A la faveur de cet évènement, étudiants du département pêche, aquaculture et écosystèmes aquatiques de l’Ecole nationale des eaux et forêts du Gabon ont été édifié sur les conséquences de la Pêche illicite, non déclarée et non réglementée par le Bureau sous-régional de la FAO pour l’Afrique centrale. C’était à l’occasion d’une journée de sensibilisation à l’endroit des étudiants du département pêche, aquaculture et écosystèmes aquatiques de l’Ecole nationale des eaux et forêts du Gabon.
Célébrée cette année sur le thème : « La pêche durable nous concerne tous », la journée internationale de lutte contre la Pêche INDNR constitue une occasion importante pour mettre en lumière les efforts entrepris à l’échelle mondiale, régionale et nationale visant à lutter contre la pêche INDNR, mais également d’attirer l’attention sur les menaces que représentent ces activités pour l’utilisation durable des ressources halieutiques.
A l’occasion, les étudiants et leur encadreur ont été édifiés par les experts de la FAO sur les causes et conséquences de la Pêche INDNR, mais également sur les solutions pour lutter contre cette mauvaise pratique qui met en péril la durabilité des stocks de poisson et le bien-être des écosystèmes marins.
Après la phase de sensibilisation, les étudiants ont pris part à une session d’initiation théorique et pratique sur le développement de l’aquaponie, à travers le système pilote d’élevage de poisson érigé au jardin de démonstration de la FAO.
Une initiative saluée à sa juste valeur par Géovane Ayamar Nziengui Djiembi, chef de département pêche, aquaculture et écosystèmes aquatiques à l’ENEF. Au nom des étudiants, il s’est dit honoré et satisfait d’avoir été convié par la FAO pour prendre part à cette journée de sensibilisation sur la lutte contre la pêche INDNR. « En tant qu’étudiants et enseignant dans le domaine de la pêche et de l’aquaculture, cette journée de sensibilisation sur la Pêche illicite et d’initiation à l’aquaponie avec les experts de la FAO nous a permis d’être davantage édifiés sur certaines connaissances indispensables dans l’exercice de nos différentes activités au quotidien », a-t-il confié.
Pour sa part, le représentant par intérim du Coordonnateur Sous-régional de la FAO pour l’Afrique centrale, Lionel Kinadjian est revenu sur l’impact de la pêche INDNR et le travail de la FAO en réponse à ce fléau.

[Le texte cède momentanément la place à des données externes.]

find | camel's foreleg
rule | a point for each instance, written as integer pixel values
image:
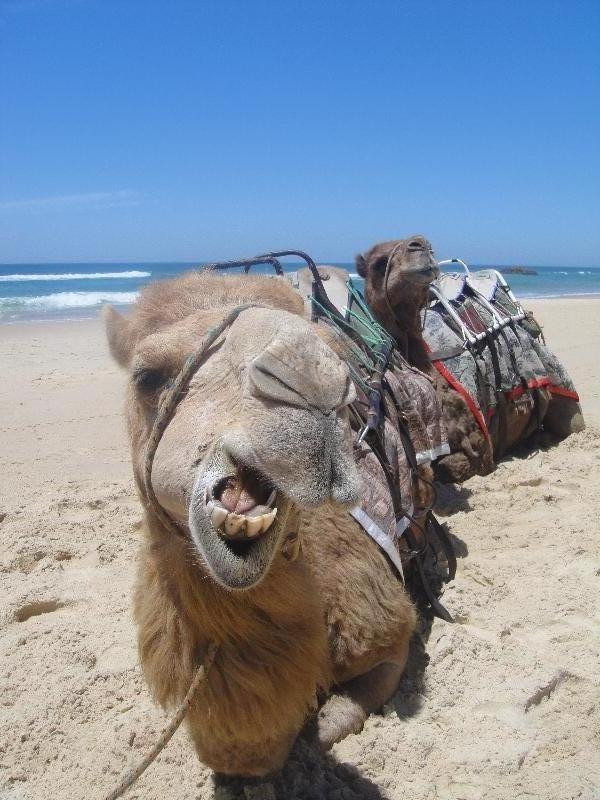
(346, 711)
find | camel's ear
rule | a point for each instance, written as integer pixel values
(361, 266)
(118, 333)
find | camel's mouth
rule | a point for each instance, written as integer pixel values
(236, 520)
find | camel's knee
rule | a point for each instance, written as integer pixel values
(346, 712)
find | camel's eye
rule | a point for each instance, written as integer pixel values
(148, 380)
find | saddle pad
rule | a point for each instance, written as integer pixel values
(451, 285)
(484, 281)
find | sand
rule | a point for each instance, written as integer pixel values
(506, 706)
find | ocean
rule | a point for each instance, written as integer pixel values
(33, 292)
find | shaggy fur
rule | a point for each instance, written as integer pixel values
(337, 616)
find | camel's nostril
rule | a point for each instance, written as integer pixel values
(243, 491)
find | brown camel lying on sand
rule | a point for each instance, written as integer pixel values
(257, 449)
(397, 277)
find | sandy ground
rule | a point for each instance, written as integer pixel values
(507, 706)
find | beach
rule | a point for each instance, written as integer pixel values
(506, 706)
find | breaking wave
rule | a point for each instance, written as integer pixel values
(72, 276)
(67, 300)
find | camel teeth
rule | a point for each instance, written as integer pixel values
(254, 525)
(267, 520)
(218, 516)
(234, 524)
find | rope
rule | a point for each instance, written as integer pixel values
(130, 777)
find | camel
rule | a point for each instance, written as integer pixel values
(397, 276)
(257, 456)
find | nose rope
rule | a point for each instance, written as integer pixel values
(169, 402)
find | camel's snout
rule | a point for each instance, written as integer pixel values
(280, 374)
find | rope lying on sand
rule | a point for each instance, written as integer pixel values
(131, 776)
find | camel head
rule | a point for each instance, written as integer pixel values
(397, 275)
(262, 430)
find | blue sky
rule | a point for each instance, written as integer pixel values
(200, 130)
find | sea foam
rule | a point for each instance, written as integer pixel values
(69, 300)
(72, 276)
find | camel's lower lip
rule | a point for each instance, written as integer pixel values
(236, 556)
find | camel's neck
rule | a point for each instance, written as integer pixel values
(403, 322)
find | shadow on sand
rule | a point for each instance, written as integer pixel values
(308, 775)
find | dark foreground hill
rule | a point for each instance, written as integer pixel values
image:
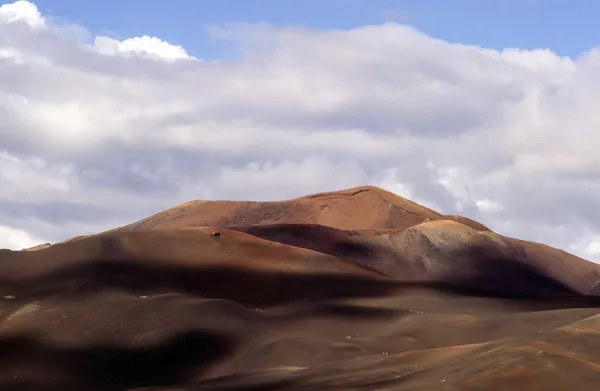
(351, 290)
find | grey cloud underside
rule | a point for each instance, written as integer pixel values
(89, 141)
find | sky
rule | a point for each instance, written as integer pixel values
(112, 111)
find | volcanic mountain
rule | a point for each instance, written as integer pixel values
(358, 289)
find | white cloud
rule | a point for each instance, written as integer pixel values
(22, 11)
(17, 239)
(103, 132)
(145, 45)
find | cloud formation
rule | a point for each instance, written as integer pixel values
(100, 133)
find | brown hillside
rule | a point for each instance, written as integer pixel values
(351, 290)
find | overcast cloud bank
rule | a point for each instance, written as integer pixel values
(96, 132)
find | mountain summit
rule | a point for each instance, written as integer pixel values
(354, 289)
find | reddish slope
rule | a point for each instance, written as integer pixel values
(353, 209)
(279, 302)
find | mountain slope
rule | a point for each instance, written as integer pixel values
(357, 289)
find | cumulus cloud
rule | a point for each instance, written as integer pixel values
(103, 132)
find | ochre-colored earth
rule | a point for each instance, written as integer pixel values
(352, 290)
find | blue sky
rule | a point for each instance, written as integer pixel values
(566, 27)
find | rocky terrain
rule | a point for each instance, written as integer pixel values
(351, 290)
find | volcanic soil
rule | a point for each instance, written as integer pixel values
(358, 289)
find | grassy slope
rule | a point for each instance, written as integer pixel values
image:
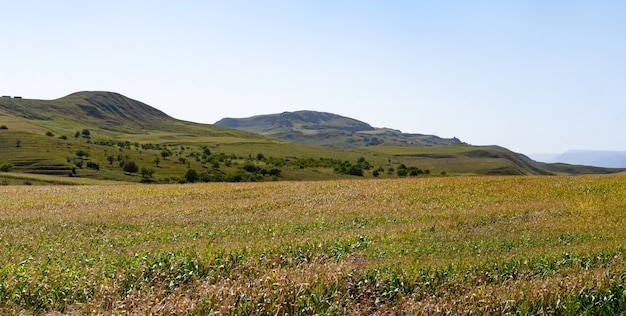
(446, 245)
(327, 129)
(112, 117)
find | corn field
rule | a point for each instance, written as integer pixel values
(433, 245)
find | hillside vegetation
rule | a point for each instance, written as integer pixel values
(327, 129)
(106, 136)
(445, 245)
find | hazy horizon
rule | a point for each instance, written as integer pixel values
(531, 76)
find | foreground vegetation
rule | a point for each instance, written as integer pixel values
(482, 245)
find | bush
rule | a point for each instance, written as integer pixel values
(131, 167)
(6, 167)
(250, 168)
(191, 175)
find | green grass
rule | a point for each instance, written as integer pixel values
(113, 118)
(460, 245)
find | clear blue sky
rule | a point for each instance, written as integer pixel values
(530, 75)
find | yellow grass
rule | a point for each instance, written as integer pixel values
(482, 245)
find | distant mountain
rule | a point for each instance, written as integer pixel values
(44, 137)
(331, 130)
(598, 158)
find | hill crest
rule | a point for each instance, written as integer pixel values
(331, 130)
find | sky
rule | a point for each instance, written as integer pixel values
(533, 76)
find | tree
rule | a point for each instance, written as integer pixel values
(131, 167)
(146, 172)
(191, 175)
(82, 154)
(86, 133)
(402, 170)
(165, 153)
(6, 167)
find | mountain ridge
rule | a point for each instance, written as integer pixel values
(36, 136)
(328, 129)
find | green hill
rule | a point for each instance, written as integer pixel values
(96, 135)
(327, 129)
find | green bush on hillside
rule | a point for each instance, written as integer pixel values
(6, 166)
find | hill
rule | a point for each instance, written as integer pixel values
(327, 129)
(107, 136)
(600, 158)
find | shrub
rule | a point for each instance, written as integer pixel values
(147, 172)
(6, 167)
(191, 175)
(250, 168)
(131, 167)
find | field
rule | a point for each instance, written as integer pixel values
(425, 245)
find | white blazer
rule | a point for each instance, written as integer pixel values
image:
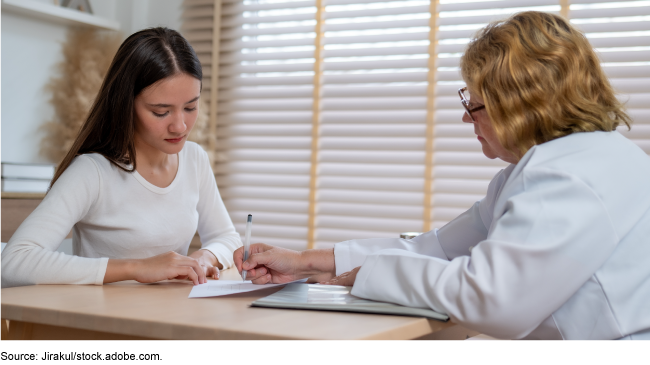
(558, 249)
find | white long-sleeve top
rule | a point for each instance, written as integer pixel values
(115, 214)
(558, 249)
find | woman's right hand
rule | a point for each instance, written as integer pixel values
(166, 266)
(269, 264)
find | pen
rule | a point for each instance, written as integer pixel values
(247, 242)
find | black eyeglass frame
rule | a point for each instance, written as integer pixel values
(465, 102)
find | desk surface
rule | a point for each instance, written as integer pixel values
(163, 311)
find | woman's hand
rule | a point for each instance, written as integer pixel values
(208, 262)
(269, 264)
(345, 279)
(166, 266)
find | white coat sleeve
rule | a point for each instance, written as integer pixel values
(217, 233)
(352, 253)
(30, 256)
(553, 235)
(460, 235)
(453, 240)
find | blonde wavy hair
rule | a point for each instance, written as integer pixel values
(540, 80)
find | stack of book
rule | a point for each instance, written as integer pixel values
(25, 178)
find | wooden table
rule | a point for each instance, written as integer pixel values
(130, 310)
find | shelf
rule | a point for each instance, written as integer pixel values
(57, 14)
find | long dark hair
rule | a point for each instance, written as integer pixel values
(144, 58)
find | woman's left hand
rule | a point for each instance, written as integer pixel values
(345, 279)
(208, 262)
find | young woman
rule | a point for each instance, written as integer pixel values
(558, 248)
(131, 188)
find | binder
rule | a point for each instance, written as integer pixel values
(337, 298)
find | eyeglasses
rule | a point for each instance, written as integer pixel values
(465, 102)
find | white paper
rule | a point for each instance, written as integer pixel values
(215, 288)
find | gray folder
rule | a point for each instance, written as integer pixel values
(337, 298)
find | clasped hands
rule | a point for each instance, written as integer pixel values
(268, 264)
(196, 267)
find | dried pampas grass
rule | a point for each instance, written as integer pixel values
(87, 54)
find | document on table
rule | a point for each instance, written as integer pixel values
(216, 288)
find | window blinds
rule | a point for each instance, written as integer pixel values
(620, 32)
(333, 109)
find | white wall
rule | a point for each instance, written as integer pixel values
(30, 48)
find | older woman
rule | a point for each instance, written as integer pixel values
(558, 248)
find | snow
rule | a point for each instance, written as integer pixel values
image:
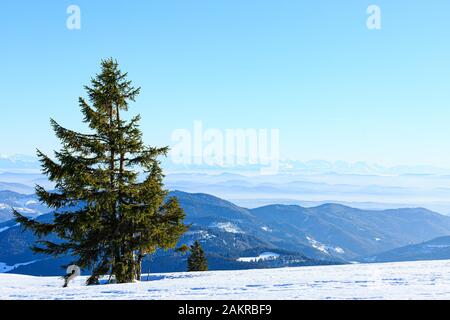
(339, 250)
(227, 227)
(316, 244)
(6, 228)
(262, 257)
(405, 280)
(322, 247)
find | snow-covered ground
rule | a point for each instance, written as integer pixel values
(408, 280)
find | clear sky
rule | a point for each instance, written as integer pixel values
(336, 90)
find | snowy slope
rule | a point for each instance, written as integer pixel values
(407, 280)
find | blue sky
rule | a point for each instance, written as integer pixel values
(336, 90)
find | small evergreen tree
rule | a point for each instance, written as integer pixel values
(197, 260)
(110, 208)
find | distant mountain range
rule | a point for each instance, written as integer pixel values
(294, 235)
(24, 162)
(436, 249)
(312, 183)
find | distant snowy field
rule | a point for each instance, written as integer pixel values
(409, 280)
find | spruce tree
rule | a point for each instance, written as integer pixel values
(110, 208)
(197, 260)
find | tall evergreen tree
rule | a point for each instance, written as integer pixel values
(110, 208)
(197, 260)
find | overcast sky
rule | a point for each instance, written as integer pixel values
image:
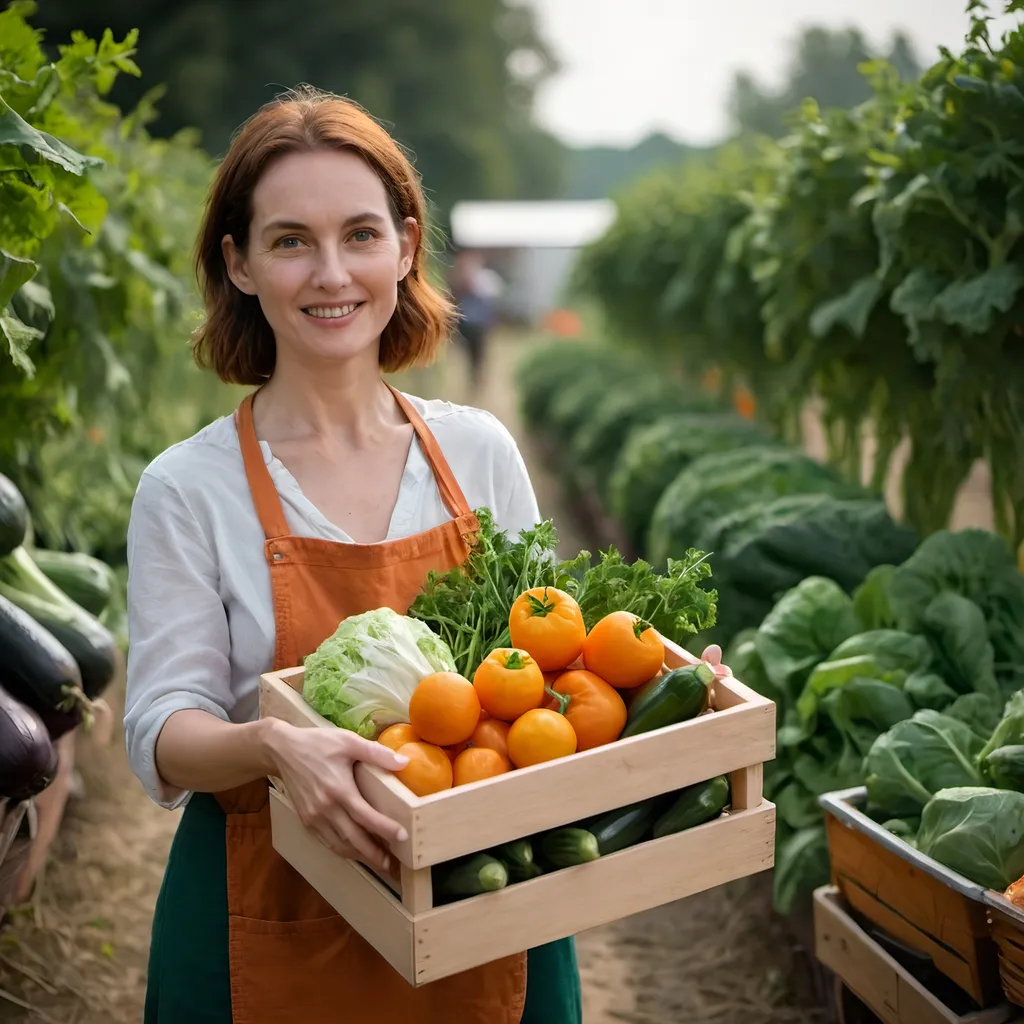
(634, 67)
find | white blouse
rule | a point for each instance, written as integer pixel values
(200, 611)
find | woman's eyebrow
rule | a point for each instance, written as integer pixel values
(297, 225)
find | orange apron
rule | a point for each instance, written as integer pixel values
(292, 956)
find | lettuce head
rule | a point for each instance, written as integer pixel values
(361, 677)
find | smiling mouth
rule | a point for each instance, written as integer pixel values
(332, 312)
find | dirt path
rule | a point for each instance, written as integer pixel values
(78, 954)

Avant d’indiquer que : «La pêche INDNR serait responsable des pertes de 11 à 26 millions de tonnes de poisson pour une valeur marchande de 10 à 23 millions de dollars américains. Pour lutter contre cette exploitation illicite des ressources halieutiques, la FAO a élaboré plusieurs instruments, entre autres: le code de conduite pour une pêche responsable (1995) et l’accord sur les mesures de l’Etat du port (2009). Cet accord a un caractère contraignant où les Etats membres ont plusieurs obligations de refus d’accès au port des navires suspectés de pêche INDNR, l’échange d’informations entre les Etats Parties à cet Accord et les missions de suivi, contrôle et surveillance des pêches dans leurs juridictions nationales ».
Au niveau sous-régional, la FAO appuie les gouvernements et autres acteurs du secteur dans la promotion d’une gestion durable de leur patrimoine halieutique à travers la mise en œuvre de plusieurs programmes et projets. Il s’agit notamment des appuis en faveur de : la gestion durable des pêches au Gabon, en République Démocratique du Congo (RDC) et en Guinée Equatoriale, la transition vers l’économie bleue à São Tomé e Principe, et la promotion du développement durable de l’aquaculture commerciale au Gabon, au Cameroun, au Tchad, en République centrafricaine, en RDC et avec la Commission Régionale des Pêches pour l’Afrique centrale (COREP).